Karena, kelangkaan obat untuk pasien BPJS terus menerus terjadi dan hal ini seperti dibiarkan. Karena sudah lama hingga bertahun-tahun.
Ketua Komisi lll DPRD Lebak, Bambang SP mendesak pemkab Lebak agar segera melakukan evaluasi terhadap managemen RSUD. Karena, jika tidak dilakukan evaluasi, masalah yang menumpuk di RSUD tidak akan terpecahkan, karena bukan sistemnya yang salah. Tapi orang-orangnya lah yang tidak punya komitmen bekerja dengan baik.

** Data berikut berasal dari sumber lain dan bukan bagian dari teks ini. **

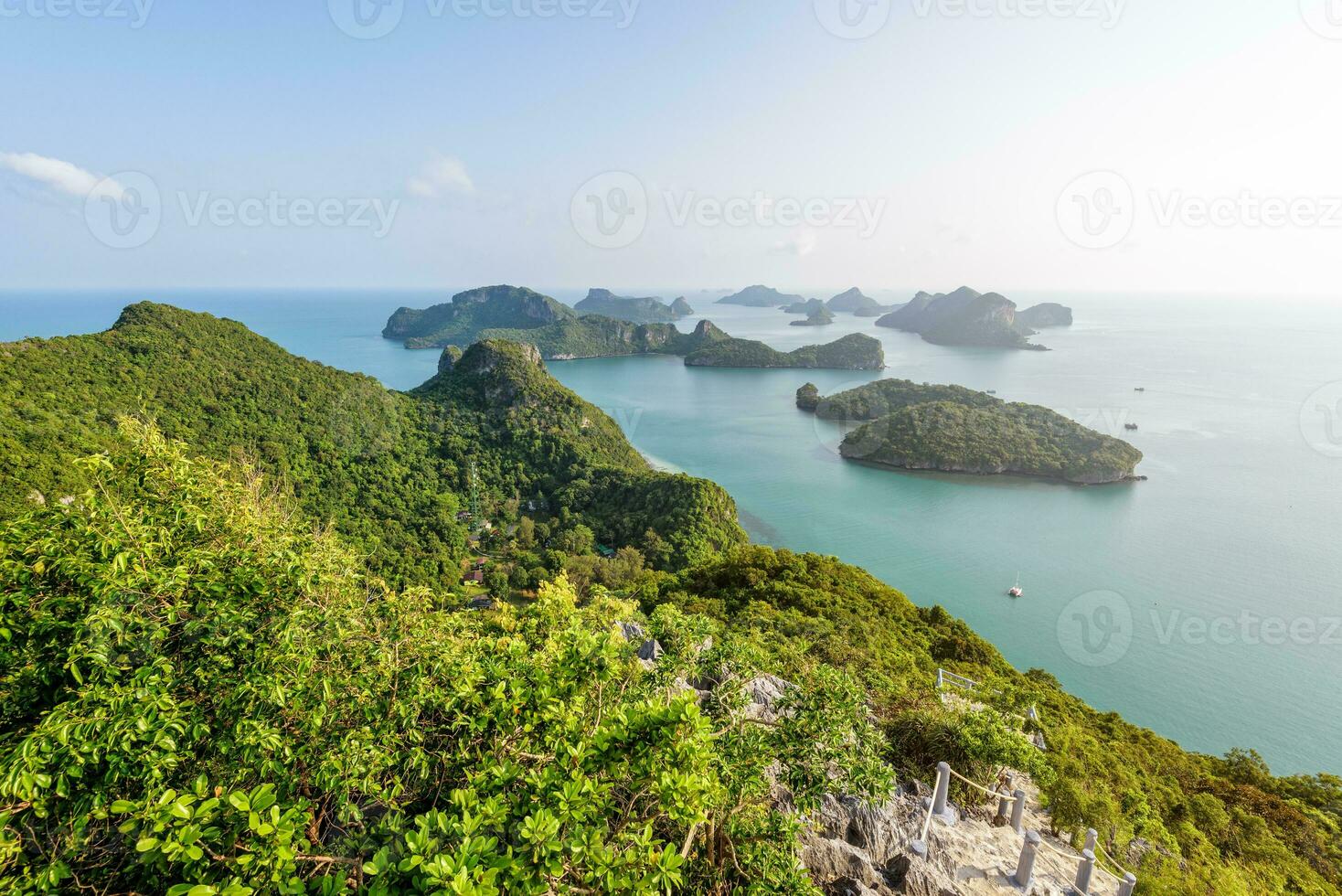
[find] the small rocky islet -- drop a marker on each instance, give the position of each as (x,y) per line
(951,428)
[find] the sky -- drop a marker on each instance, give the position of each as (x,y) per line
(1130,145)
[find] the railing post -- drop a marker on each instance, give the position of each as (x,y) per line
(1084,870)
(938,801)
(1017,810)
(1026,867)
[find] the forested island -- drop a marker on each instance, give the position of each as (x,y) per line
(462,321)
(819,318)
(808,307)
(246,661)
(966,316)
(762,296)
(857,304)
(636,310)
(599,336)
(854,352)
(954,430)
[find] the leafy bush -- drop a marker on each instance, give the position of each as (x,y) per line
(204,695)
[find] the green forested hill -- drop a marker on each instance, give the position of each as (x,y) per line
(854,352)
(998,439)
(203,691)
(389,470)
(461,321)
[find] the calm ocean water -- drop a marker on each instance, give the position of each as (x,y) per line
(1204,603)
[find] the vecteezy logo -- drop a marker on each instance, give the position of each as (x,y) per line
(1324,17)
(852,19)
(1321,420)
(123,211)
(1097,628)
(367,19)
(1097,211)
(611,211)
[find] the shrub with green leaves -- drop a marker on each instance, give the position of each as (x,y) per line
(201,694)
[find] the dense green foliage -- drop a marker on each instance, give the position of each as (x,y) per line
(599,336)
(885,396)
(854,352)
(1188,824)
(387,470)
(469,313)
(204,691)
(1000,439)
(636,310)
(203,697)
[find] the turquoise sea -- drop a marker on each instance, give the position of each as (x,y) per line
(1205,603)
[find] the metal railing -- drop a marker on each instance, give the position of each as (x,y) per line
(938,805)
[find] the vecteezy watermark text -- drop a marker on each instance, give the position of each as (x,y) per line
(1247,628)
(762,209)
(1098,211)
(1098,628)
(613,209)
(136,12)
(126,211)
(373,19)
(275,209)
(1106,12)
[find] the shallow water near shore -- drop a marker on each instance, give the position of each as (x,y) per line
(1204,603)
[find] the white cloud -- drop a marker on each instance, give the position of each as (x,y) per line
(60,176)
(802,246)
(441,177)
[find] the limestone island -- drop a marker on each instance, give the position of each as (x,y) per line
(469,315)
(1049,315)
(760,296)
(638,310)
(857,304)
(595,336)
(954,430)
(807,307)
(966,316)
(854,352)
(599,336)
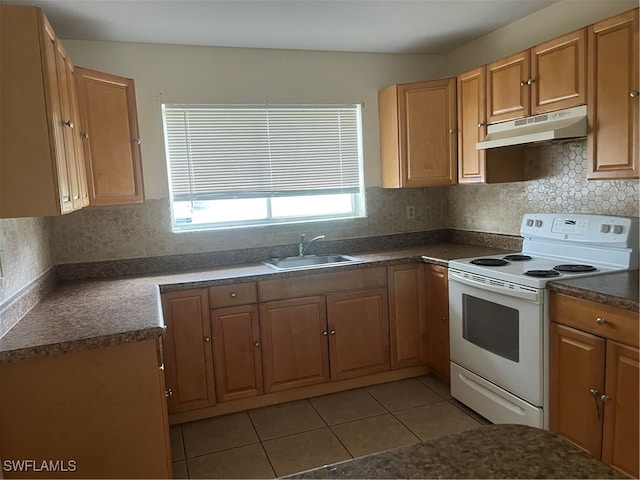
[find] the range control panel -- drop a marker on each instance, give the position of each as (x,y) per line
(581,228)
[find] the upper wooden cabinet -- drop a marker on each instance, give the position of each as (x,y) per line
(612,139)
(41,165)
(481,166)
(550,76)
(418,134)
(110,137)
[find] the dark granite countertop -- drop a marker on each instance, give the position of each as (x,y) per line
(492,451)
(619,289)
(84,314)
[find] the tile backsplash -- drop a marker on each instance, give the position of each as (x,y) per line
(559,184)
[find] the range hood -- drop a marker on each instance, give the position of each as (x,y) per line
(569,123)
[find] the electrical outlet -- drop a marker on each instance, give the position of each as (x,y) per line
(411,212)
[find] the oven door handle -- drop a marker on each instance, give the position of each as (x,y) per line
(511,290)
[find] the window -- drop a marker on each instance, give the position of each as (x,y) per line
(256,165)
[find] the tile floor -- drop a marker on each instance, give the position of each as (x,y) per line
(292,437)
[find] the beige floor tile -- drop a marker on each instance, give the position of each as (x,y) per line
(180,469)
(436,420)
(374,434)
(285,419)
(437,385)
(248,461)
(304,451)
(218,433)
(177,445)
(403,394)
(346,406)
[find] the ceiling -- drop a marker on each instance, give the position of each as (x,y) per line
(385,26)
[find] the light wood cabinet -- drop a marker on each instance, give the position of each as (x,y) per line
(103,408)
(236,352)
(41,170)
(481,166)
(358,333)
(418,134)
(294,343)
(593,379)
(550,76)
(111,140)
(187,350)
(407,315)
(613,133)
(438,321)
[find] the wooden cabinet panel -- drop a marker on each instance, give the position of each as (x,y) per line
(577,368)
(558,72)
(507,97)
(612,139)
(407,315)
(438,357)
(187,350)
(294,343)
(620,432)
(111,137)
(236,352)
(417,134)
(358,333)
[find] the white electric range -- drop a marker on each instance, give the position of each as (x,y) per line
(498,309)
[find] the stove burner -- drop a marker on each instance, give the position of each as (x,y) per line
(517,257)
(490,262)
(541,273)
(574,268)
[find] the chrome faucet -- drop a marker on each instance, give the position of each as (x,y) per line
(302,247)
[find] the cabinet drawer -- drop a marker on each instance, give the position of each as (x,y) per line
(231,295)
(619,324)
(321,284)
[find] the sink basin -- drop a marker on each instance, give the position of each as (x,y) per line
(310,261)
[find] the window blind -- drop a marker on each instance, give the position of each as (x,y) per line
(245,151)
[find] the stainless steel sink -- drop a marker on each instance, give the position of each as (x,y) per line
(310,261)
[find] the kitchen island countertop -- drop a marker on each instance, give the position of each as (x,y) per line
(492,451)
(84,314)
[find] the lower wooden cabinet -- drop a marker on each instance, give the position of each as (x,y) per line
(187,350)
(237,357)
(438,321)
(593,379)
(407,315)
(358,333)
(294,343)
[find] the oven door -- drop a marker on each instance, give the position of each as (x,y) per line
(496,332)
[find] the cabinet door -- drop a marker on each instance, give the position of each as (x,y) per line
(620,445)
(427,115)
(407,315)
(558,72)
(507,88)
(111,138)
(438,321)
(187,350)
(576,382)
(612,140)
(472,128)
(358,333)
(236,352)
(294,343)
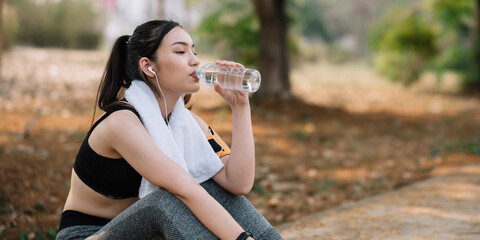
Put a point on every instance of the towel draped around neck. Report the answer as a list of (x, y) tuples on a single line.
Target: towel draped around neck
[(183, 142)]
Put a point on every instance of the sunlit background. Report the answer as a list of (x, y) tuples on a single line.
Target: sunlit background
[(358, 97)]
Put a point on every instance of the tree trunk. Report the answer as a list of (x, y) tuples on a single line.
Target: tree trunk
[(273, 57), (1, 36)]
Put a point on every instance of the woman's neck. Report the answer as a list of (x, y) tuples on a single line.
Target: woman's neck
[(170, 105)]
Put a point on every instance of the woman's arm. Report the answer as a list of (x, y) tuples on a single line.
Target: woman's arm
[(131, 140), (239, 172)]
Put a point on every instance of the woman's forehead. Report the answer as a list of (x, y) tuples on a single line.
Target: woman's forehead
[(177, 36)]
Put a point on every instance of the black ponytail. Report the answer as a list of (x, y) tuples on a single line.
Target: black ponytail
[(114, 75), (123, 64)]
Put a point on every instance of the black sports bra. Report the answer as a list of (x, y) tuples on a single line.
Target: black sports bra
[(115, 178)]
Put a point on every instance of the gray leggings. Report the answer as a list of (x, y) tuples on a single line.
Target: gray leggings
[(160, 215)]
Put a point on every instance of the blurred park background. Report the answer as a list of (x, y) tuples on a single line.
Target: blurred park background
[(358, 97)]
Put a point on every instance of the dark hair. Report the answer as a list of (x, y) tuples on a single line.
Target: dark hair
[(122, 66)]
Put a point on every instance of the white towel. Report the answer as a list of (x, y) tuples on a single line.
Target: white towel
[(184, 142)]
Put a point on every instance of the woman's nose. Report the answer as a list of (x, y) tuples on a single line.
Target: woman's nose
[(195, 61)]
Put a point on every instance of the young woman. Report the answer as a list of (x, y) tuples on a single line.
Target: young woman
[(139, 175)]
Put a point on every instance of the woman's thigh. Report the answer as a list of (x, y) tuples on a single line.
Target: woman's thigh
[(160, 215)]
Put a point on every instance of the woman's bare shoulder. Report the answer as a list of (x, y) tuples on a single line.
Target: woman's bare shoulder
[(203, 125)]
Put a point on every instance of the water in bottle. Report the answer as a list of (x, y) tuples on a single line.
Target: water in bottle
[(237, 78)]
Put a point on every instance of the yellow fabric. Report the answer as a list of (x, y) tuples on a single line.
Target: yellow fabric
[(225, 149)]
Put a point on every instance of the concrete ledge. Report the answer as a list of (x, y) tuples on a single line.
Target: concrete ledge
[(443, 207)]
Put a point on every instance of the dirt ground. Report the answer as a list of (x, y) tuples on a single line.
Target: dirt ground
[(346, 136)]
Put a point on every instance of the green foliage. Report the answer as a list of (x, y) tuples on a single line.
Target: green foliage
[(308, 15), (460, 47), (404, 42), (231, 30), (49, 23), (434, 34)]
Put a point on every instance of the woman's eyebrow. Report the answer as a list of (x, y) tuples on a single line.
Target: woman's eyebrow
[(183, 43)]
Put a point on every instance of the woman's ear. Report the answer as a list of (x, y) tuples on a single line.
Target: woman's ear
[(144, 65)]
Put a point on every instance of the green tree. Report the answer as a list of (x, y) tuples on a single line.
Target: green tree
[(440, 35), (404, 43), (273, 58), (459, 39)]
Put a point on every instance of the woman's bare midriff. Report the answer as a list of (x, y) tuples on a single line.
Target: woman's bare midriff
[(83, 199)]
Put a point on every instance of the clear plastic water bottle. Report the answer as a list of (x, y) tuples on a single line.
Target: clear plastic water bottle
[(237, 78)]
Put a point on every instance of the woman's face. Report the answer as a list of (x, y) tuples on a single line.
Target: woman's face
[(176, 63)]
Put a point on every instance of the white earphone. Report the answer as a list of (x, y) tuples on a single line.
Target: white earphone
[(151, 70), (164, 99)]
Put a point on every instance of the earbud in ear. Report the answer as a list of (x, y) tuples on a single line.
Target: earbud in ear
[(150, 69)]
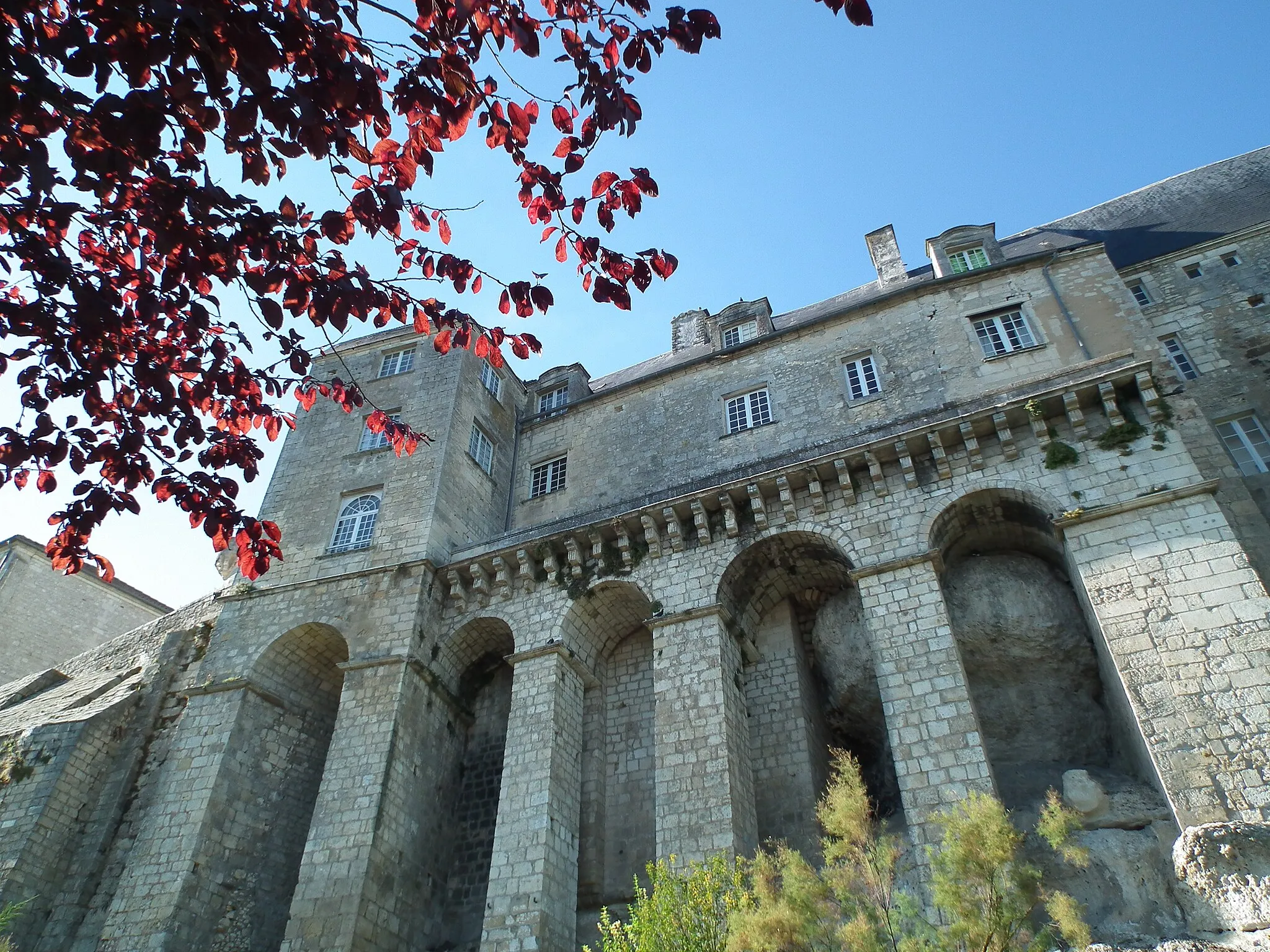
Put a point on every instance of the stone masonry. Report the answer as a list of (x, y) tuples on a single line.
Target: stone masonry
[(975, 522)]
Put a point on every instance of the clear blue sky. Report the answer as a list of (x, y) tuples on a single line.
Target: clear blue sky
[(789, 139)]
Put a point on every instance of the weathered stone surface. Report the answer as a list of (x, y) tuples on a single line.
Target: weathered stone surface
[(1223, 876)]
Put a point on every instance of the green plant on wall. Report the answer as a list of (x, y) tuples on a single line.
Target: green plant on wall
[(1060, 454)]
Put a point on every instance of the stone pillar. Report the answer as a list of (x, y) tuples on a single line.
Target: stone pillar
[(705, 791), (1185, 622), (533, 896), (331, 909), (163, 902), (934, 730)]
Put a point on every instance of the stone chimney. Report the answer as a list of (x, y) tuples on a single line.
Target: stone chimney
[(884, 250), (690, 329)]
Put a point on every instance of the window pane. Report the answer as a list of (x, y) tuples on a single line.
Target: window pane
[(760, 413), (1018, 330), (854, 382)]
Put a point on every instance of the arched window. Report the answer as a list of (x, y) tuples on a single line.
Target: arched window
[(356, 524)]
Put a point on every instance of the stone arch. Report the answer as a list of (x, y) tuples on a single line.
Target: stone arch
[(606, 627), (1029, 654), (267, 787), (813, 685), (473, 663)]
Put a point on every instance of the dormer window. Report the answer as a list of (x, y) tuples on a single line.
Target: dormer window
[(968, 259), (553, 402), (739, 333)]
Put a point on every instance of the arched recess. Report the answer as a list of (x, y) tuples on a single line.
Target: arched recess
[(473, 662), (813, 685), (269, 785), (619, 822), (1033, 667)]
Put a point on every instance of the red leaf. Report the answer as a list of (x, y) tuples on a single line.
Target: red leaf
[(562, 118), (602, 182)]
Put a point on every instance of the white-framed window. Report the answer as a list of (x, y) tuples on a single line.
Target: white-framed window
[(739, 333), (1003, 334), (356, 523), (1246, 439), (553, 402), (1183, 363), (968, 259), (375, 441), (548, 478), (491, 379), (398, 362), (861, 377), (482, 450), (748, 410)]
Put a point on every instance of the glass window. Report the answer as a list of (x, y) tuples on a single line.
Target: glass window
[(861, 377), (376, 441), (554, 402), (748, 410), (1246, 439), (1140, 294), (356, 524), (968, 259), (482, 448), (739, 333), (491, 379), (1003, 334), (398, 362), (1180, 358), (548, 478)]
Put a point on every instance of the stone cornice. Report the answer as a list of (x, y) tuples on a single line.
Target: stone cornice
[(1080, 517)]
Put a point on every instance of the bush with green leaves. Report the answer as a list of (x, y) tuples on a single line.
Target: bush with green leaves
[(986, 896)]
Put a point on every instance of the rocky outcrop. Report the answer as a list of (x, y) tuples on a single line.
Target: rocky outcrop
[(1223, 876)]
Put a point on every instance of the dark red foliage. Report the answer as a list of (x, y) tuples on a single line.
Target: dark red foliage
[(113, 252)]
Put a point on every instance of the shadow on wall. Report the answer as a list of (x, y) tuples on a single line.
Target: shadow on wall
[(812, 687)]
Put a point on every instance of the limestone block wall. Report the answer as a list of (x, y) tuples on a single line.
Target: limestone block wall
[(50, 617), (922, 342)]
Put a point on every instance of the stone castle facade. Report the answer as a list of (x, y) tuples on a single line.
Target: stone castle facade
[(997, 523)]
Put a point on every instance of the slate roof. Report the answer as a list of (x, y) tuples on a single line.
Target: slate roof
[(1168, 216)]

“Buka perlu pecat pimpinan RSUD-nya. Karena layanan farmasi bagian yang sangat penting bagi pasien BPJS,” kata Bambang, kepada wartawan, saat ditemui di Ruang Komisi lll, Jumat 20 Oktober 2023.
Bambang menyayangkan kelangkaan obat khususnya bagi pasien BPJS. Karena, kelangkaan obat ini harusnya tidak terjadi apalagi RSUD Adjidarmo sudah menjadi RS BLUD yang saat ini tengah berbenah baik dalam bidang sarana dan prasarana serta pelayanan umum lainnya.
“Kami sudah gedek dengan managemen RSUD, kami banyak mendapatkan aduan dari masyarkat, karena setiap pengambilan obat, baik berobat jalan atau rawat inap, ada saja obat yang kosong dan pasien harus membeli di apotik lain dengan uang sendiri dengan harga obat yang berpariatif, ada yang beli Rp 200 – 400 ribu setiap jenis obat, bahkan ada yang sampai jutaan,” paparnya.
Anehnya, kata dia, obat yang pasien beli sendiri jarang diganti oleh pihak RSUD dan memang sepertinya sengaja dilakukan oleh RSUD.
“Kami tidak tahu apa yang menjadi kendala RSUD terhadap obat-obat yang sering langka ini, karena hasil kunker dibeberapa daerah, hanya RSUD Adjidarmo saja yang selalu langka obat-obat BPJS dan kami belum menemukan RSUD lain yang seperti RSUD Adjidarmo,” ujarnya.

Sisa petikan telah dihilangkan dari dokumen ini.